Go behind the scenes to get a backstage look at what it takes to present the legendary band Rush during the 2008 Snakes & Arrows Concert Tour. It may appear to be one of the most exciting and glamorous jobs in the world - but being a roadie with a top-rated world-famous rock and roll band can be a grueling marathon of 18 hour work days, on an easy day. A bad is actually a couple of days, 40 hours spent hauling gear, assembling huge stacks of speakers, lifting them a hundred feet in the air, tuning instruments for demanding musicians and being cut off from every lover, friend and relative you have. This series takes you to the show you never see when you take your seat for a concert by the legendary band Rush. All the backstage secrets are revealed.
This DVD includes 5 parts on two discs including:
Part 1: Sound
Sure it sounds easy. Turn on some speakers and listen to the show. Well, it's a lot more complicated than that. Everyone in every seat needs to hear the show equally well. That sound can be affected by the shape of the building, the temperature inside and even whether the audience is wearing long or short sleeves. And then there's the show the band hears. Each member of Rush needs to hear different instruments at different levels at different times during the show.
Part 2: Lights
You don't buy a ticket to hear a rock show; you buy a ticket to see a rock show. Of course that's not as simple as turning on the house lights and sitting back. Lighting sets the mood for each song. That means lights are meticulously placed which isn't that easy when each show is in a different building. Once they are set up perfectly, the must be directed by an artist who plays the lighting board like an instrument.
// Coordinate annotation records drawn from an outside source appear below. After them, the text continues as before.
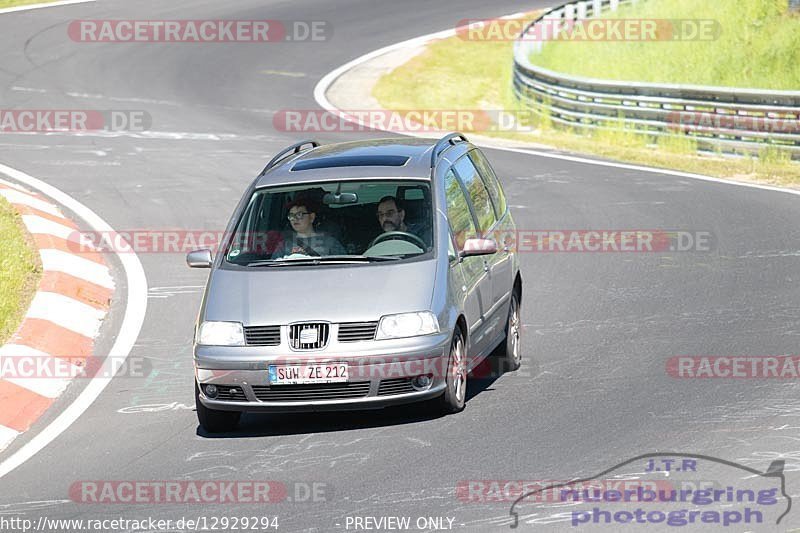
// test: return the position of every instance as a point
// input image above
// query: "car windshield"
(343, 221)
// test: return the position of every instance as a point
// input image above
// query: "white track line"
(49, 387)
(42, 226)
(19, 197)
(322, 100)
(74, 265)
(66, 312)
(41, 6)
(135, 310)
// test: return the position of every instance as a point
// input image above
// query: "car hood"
(347, 293)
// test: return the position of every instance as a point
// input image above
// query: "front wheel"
(455, 394)
(511, 356)
(212, 420)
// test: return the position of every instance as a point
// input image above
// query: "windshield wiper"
(310, 261)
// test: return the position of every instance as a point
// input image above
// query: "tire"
(212, 420)
(511, 350)
(455, 394)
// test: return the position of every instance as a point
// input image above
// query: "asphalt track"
(598, 327)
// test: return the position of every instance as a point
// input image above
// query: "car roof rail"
(441, 145)
(296, 148)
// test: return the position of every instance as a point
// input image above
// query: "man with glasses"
(391, 217)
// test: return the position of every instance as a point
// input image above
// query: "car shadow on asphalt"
(280, 424)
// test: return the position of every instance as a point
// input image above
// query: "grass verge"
(19, 270)
(749, 43)
(457, 73)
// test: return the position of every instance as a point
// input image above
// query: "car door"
(476, 285)
(486, 220)
(502, 263)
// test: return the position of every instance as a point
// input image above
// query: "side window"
(491, 181)
(458, 213)
(477, 192)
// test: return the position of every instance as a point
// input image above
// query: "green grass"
(15, 3)
(468, 74)
(759, 47)
(19, 270)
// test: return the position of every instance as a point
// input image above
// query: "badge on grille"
(309, 335)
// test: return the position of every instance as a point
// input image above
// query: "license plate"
(308, 374)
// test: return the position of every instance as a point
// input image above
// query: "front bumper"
(380, 375)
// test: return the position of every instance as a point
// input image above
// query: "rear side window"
(484, 211)
(461, 222)
(491, 181)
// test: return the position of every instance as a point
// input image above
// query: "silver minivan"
(358, 275)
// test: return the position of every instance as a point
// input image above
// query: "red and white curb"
(63, 319)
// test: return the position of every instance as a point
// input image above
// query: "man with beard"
(391, 217)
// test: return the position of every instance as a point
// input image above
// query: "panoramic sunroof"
(352, 161)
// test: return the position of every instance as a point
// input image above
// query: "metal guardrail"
(717, 118)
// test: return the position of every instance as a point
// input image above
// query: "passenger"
(391, 217)
(305, 239)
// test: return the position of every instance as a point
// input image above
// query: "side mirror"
(199, 259)
(474, 247)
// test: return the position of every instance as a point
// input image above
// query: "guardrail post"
(578, 103)
(582, 9)
(557, 17)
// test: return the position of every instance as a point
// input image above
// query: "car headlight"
(220, 334)
(407, 325)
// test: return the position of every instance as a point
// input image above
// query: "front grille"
(262, 335)
(230, 394)
(395, 386)
(357, 331)
(309, 336)
(301, 393)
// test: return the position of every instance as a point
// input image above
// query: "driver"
(305, 239)
(391, 217)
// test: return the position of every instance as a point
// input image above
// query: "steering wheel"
(402, 235)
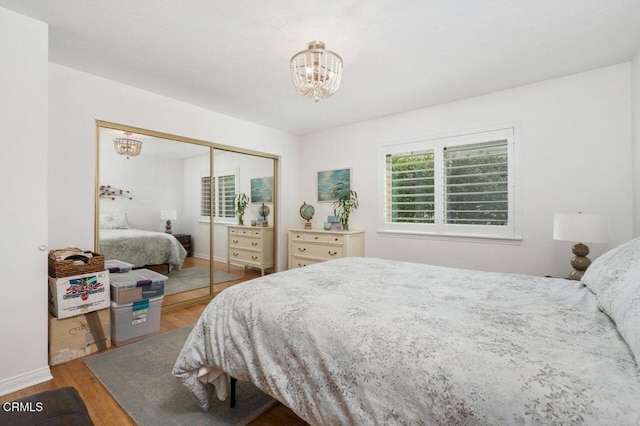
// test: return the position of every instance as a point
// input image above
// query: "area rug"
(192, 278)
(139, 377)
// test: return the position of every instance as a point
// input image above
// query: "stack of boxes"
(136, 303)
(94, 302)
(79, 302)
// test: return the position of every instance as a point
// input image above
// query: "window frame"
(214, 194)
(510, 231)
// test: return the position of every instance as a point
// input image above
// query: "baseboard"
(24, 380)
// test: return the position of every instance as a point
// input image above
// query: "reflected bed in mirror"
(155, 208)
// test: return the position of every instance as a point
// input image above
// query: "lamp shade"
(168, 214)
(580, 227)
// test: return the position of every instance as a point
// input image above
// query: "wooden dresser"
(307, 246)
(250, 246)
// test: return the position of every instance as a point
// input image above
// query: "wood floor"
(104, 410)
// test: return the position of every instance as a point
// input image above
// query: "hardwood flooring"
(104, 410)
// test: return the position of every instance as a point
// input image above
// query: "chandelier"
(126, 146)
(316, 72)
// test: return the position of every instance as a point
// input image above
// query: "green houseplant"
(241, 201)
(345, 203)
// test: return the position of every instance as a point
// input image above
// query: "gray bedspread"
(141, 248)
(370, 341)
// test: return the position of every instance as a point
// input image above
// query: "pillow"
(114, 221)
(621, 301)
(612, 266)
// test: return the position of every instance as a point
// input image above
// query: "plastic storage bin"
(135, 321)
(136, 285)
(117, 266)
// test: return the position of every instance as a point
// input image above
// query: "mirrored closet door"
(167, 204)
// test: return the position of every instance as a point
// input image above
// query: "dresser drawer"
(299, 262)
(319, 251)
(237, 241)
(246, 232)
(245, 256)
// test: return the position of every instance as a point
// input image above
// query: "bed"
(137, 246)
(373, 341)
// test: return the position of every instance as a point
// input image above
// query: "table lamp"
(168, 215)
(581, 228)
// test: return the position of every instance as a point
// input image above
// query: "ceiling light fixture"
(316, 72)
(126, 146)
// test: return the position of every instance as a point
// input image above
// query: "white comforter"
(141, 248)
(370, 341)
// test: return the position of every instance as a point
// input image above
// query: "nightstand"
(185, 240)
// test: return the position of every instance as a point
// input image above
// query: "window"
(223, 188)
(459, 185)
(226, 192)
(205, 196)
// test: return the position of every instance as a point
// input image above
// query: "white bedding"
(371, 341)
(141, 248)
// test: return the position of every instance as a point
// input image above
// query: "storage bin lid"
(138, 304)
(114, 265)
(136, 278)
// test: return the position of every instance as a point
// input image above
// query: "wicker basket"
(68, 267)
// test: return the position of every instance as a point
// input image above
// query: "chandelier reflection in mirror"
(316, 72)
(127, 146)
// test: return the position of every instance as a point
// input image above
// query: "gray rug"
(192, 278)
(139, 377)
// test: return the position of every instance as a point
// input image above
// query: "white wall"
(77, 99)
(154, 183)
(23, 209)
(575, 155)
(635, 101)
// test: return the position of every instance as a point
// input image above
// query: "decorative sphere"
(307, 211)
(581, 263)
(264, 211)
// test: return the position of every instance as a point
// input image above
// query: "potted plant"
(241, 201)
(346, 202)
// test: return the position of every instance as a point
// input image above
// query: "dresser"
(308, 246)
(250, 246)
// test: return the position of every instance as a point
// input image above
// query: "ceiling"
(232, 56)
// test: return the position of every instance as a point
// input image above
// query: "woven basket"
(68, 268)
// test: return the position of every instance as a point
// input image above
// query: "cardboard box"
(79, 294)
(81, 335)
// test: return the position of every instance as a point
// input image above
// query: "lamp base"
(580, 261)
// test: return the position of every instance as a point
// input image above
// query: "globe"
(264, 211)
(307, 211)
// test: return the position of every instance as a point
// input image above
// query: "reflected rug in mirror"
(139, 377)
(191, 278)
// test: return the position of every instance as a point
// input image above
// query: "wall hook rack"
(108, 191)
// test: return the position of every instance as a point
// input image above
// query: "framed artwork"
(262, 190)
(327, 181)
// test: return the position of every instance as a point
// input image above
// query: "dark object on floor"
(58, 407)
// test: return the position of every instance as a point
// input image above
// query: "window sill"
(497, 239)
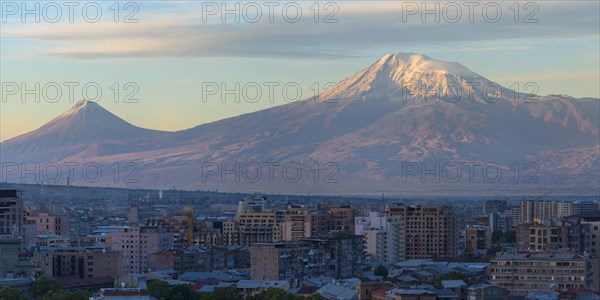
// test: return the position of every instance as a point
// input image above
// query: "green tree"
(65, 295)
(229, 293)
(272, 294)
(159, 289)
(381, 271)
(183, 292)
(8, 293)
(44, 285)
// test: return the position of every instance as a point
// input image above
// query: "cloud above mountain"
(378, 125)
(179, 32)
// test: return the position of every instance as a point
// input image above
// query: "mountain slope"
(85, 130)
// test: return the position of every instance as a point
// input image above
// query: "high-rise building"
(340, 255)
(543, 210)
(430, 230)
(539, 237)
(81, 262)
(584, 232)
(585, 206)
(50, 223)
(387, 244)
(501, 221)
(494, 206)
(136, 242)
(12, 213)
(478, 239)
(521, 273)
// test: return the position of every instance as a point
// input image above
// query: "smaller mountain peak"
(84, 103)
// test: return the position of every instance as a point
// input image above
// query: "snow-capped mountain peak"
(397, 74)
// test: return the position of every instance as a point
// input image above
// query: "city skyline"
(164, 56)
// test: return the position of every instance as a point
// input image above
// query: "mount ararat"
(405, 123)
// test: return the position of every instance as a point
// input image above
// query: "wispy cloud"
(179, 32)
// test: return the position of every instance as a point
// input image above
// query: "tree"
(44, 285)
(229, 293)
(8, 293)
(381, 271)
(159, 289)
(454, 275)
(509, 237)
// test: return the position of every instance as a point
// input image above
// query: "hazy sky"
(176, 50)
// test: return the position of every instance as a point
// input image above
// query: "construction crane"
(189, 217)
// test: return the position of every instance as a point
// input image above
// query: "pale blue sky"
(170, 52)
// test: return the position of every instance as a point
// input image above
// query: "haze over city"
(265, 150)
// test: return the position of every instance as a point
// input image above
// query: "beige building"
(478, 239)
(50, 223)
(90, 262)
(430, 230)
(521, 273)
(16, 269)
(539, 237)
(12, 213)
(136, 242)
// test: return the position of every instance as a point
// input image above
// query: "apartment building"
(88, 262)
(494, 206)
(341, 255)
(539, 237)
(430, 230)
(521, 273)
(478, 239)
(136, 242)
(12, 214)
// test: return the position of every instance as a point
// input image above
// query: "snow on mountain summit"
(398, 73)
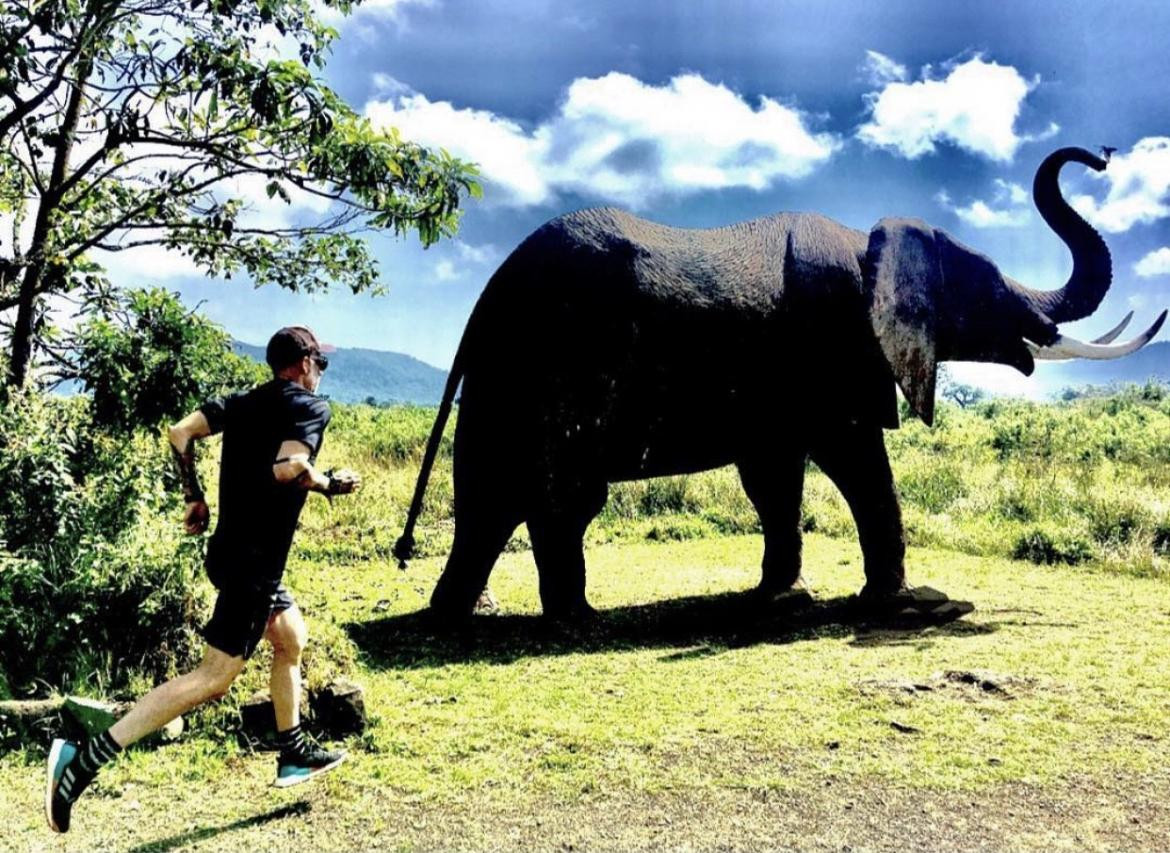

Part 3: Instrument Technicians
One of the most demanding and stressful jobs on the road is the instrument technician. Each one is charged with tuning and maintaining the magic wands these musical wizards wield. For the musicians to have a good show, their instruments must be perfect. Each night is an exercise in perfection for the four technicians on the Rush tour, guitar, drums, bass and keyboards.
Part 4: Lighting and Video
Let's face it, not every seat is in the front row, but everyone pays for a ticket. That means someone has to make sure everyone gets a good look at the band. So each concert is also a television show broadcast on a 50 foot screen.
Part 5: Road Manager
Most of the road crew are responsible for making sure their area of responsibility is working. But one person has to make sure the whole thing works, every night in every city. The road manager is the conductor of this huge orchestration and you better believe he is on his game all the time.